Samenwerkend leren is een goede werkwijze, vooral wanneer daarbij gemeenschappelijke doelen worden
nagestreefd en ieder groepslid wordt aangesproken op zijn persoonlijke verantwoordelijkheid.
,Strategisch leren
Leerlingen hebben concrete strategieën nodig om bepaalde taalproblemen op een goede en snelle manier aan
te pakken. Zij krijgen veel van die strategieën als vanzelf door samen te werken met anderen en door
modelgedrag van volwassenen over te nemen.
Interactief taalonderwijs is bijna met alle taalvisies te vergelijken met uitzondering van het traditionele
taalonderwijs.
Vrijwel geen enkele leerkracht geeft les vanuit 1 visie.

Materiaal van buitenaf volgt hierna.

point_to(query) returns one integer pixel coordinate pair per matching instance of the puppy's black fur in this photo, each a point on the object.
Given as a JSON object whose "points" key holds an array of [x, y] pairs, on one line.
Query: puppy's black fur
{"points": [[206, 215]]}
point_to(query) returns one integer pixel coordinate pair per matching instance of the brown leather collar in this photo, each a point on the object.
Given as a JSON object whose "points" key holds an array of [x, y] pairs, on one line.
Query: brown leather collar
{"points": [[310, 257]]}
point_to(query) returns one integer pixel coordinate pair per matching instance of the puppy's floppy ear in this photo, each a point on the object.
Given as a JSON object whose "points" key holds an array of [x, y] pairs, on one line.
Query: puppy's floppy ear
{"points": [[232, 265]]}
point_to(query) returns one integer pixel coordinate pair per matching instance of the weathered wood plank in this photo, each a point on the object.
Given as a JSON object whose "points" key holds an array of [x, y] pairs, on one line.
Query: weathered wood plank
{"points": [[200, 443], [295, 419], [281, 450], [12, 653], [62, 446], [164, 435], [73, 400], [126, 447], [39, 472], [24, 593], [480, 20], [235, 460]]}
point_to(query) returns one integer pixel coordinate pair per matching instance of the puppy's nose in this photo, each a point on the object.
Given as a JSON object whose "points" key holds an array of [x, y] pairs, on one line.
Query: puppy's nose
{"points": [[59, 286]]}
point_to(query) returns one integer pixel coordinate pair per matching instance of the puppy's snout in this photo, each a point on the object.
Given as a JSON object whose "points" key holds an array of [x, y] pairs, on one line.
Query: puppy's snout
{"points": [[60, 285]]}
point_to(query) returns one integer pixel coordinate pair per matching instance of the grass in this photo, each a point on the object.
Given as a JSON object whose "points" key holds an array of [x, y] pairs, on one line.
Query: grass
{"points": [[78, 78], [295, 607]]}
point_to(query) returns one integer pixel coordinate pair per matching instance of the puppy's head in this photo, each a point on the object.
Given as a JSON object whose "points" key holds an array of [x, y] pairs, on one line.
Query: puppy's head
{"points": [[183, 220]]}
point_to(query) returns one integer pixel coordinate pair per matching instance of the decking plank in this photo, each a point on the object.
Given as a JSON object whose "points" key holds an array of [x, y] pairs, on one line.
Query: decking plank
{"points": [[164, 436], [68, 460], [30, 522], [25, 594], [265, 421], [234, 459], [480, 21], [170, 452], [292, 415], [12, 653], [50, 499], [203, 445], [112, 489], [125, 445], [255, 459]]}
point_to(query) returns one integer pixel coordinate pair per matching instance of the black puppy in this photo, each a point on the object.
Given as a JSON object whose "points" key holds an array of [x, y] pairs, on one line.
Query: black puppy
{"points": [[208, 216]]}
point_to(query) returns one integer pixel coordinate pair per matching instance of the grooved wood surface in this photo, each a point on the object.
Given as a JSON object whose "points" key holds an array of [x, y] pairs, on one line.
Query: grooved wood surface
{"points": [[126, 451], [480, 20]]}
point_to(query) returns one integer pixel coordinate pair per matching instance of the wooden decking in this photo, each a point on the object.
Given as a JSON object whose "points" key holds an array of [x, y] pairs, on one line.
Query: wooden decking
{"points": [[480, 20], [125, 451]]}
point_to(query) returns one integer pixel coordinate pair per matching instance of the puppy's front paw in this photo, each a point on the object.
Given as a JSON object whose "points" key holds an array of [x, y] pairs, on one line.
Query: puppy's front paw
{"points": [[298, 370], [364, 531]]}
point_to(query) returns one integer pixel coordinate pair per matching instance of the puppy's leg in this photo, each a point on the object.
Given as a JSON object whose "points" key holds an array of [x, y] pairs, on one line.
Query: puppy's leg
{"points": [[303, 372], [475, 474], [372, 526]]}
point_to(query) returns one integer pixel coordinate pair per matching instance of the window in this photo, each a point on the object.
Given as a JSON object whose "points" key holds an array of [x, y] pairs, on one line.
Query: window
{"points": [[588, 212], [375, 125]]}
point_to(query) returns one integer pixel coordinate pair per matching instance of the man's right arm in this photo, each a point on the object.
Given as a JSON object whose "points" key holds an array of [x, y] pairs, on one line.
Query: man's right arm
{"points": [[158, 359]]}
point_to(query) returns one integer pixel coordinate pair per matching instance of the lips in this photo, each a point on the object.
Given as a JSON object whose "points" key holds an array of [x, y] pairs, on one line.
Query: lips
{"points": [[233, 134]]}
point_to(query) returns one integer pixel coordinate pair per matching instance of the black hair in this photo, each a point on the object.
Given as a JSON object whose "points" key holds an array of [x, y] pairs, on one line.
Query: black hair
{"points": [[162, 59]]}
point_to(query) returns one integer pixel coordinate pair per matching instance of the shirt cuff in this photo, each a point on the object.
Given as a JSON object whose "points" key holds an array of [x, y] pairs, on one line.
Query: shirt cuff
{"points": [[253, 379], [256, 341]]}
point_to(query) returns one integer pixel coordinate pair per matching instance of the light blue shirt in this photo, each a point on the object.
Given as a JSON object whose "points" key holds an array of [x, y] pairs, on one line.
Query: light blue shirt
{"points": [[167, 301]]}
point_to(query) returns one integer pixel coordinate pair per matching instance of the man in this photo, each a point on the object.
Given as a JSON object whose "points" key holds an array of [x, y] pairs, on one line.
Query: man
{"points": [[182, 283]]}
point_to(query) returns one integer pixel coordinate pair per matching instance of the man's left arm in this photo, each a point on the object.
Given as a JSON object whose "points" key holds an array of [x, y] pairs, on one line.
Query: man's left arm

Paragraaf 1.3: Inhouden en doelen
Er zijn 4 soorten inhouden van taalonderwijs te onderscheiden. Deze kun je niet los van elkaar zien. De meeste
tijd die wordt besteedt aan taal, is taalvaardigheden.
Onder taalvaardigheden valt het volgende:
Spreken
Luisteren
Schrijven
Lezen
Daarnaast bestaat het vak Nederlands uit:
Woordenschat
Jeugdliteratuur
Taalbeschouwing
Een belangrijke inhoud van het taalonderwijs is het woordenschat. Woordkennis is van fundamenteel belang
voor de taalvaardigheid: zonder woorden geen taal.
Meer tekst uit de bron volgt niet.